In regard to safety, the combination of DKN-01, tislelizumab, and CAPOX was found to be well tolerated and have manageable toxicity.
"People always need to know when we're adding a drug, is it adding significant additional side effects? And overall, in this trial population, the tolerability was very good. So, it seems that this can be paired safely with standard chemotherapy and PD-1 agents," said Klempner.
The most common DKN-01-related adverse events (AEs) were either grade 1 or 2 including fatigue, nausea, diarrhea, neutrophil count decreased, and platelet count decreased. Five patients experienced grade 3 DKN-01 AEs including blood phosphorus (2), pulmonary embolism (2), diarrhea (1), neutrophil count decreased (1). No grade 4 events were reported.
Treatment-emergent adverse events (TEAEs) leading to death within 30 days of the last dose were reported in 3 patients. Pulmonary embolism was assessed in 1 patient relating to regimen, and both aspiration pneumonia and hepatic failure were assessed in 1 patient each as being possibly related to disease progression.
Though Part B is currently enrolling in the DKN-01 600-mg cohort, the combination of DKN-01 plus tislelizumab was well tolerated at DKN-01 doses of both 300 mg and 600 mg, according to Klempner.
“The Part B second-line cohort remains pretty early in follow-up. It will be interesting to see if the second-line data also shows an improved response rate because there will be patients who don't get checkpoint inhibitors in the front-line who may have an opportunity to get it in the second-line if they are DKK1-high. But it remains to be seen what will be done with these data,” said Klempner.

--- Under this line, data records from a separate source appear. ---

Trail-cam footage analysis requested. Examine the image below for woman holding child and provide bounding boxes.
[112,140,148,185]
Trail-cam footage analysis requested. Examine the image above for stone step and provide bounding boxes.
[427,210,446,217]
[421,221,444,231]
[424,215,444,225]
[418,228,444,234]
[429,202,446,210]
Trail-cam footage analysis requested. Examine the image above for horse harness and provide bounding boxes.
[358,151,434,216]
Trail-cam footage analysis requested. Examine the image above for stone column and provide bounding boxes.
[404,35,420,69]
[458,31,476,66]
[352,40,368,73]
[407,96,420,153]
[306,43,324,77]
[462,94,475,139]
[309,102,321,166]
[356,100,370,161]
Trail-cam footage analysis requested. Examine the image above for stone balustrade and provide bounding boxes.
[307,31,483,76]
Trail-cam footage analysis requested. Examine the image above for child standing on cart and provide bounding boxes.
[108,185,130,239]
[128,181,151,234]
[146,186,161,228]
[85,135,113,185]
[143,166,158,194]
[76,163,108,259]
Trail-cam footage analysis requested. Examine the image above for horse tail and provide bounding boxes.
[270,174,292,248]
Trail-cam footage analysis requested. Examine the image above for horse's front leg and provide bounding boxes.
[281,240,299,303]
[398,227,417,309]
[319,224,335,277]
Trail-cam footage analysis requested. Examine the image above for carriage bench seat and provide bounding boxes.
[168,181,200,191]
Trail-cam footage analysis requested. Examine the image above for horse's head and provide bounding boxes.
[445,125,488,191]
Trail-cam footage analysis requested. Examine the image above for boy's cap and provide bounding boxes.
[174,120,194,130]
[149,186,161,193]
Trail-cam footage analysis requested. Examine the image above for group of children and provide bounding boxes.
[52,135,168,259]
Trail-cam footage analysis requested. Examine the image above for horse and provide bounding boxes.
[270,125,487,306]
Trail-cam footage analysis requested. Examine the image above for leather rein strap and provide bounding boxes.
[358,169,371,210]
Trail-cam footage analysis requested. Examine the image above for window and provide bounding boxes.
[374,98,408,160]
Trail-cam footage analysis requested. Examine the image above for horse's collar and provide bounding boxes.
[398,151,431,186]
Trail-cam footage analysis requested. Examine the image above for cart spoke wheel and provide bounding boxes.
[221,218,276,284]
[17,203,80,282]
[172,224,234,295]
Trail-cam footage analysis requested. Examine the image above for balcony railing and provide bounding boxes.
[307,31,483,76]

Some of the most common DKN-01-related adverse events were grade 1 or 2 and included fatigue and nausea. Four patients experienced grade 3 events including spartate aminotransferase increased (2), Aspartate aminotransferase increased (1), alkaline phosphate increased (1), sodium decreased (1), vomiting (1), and fatigue (1). No grade 5 TEAEs leading to death within 30 days of the last dose or toxicities were found in any participants.
More data are expected to come with results from the ongoing 600-mg arm study.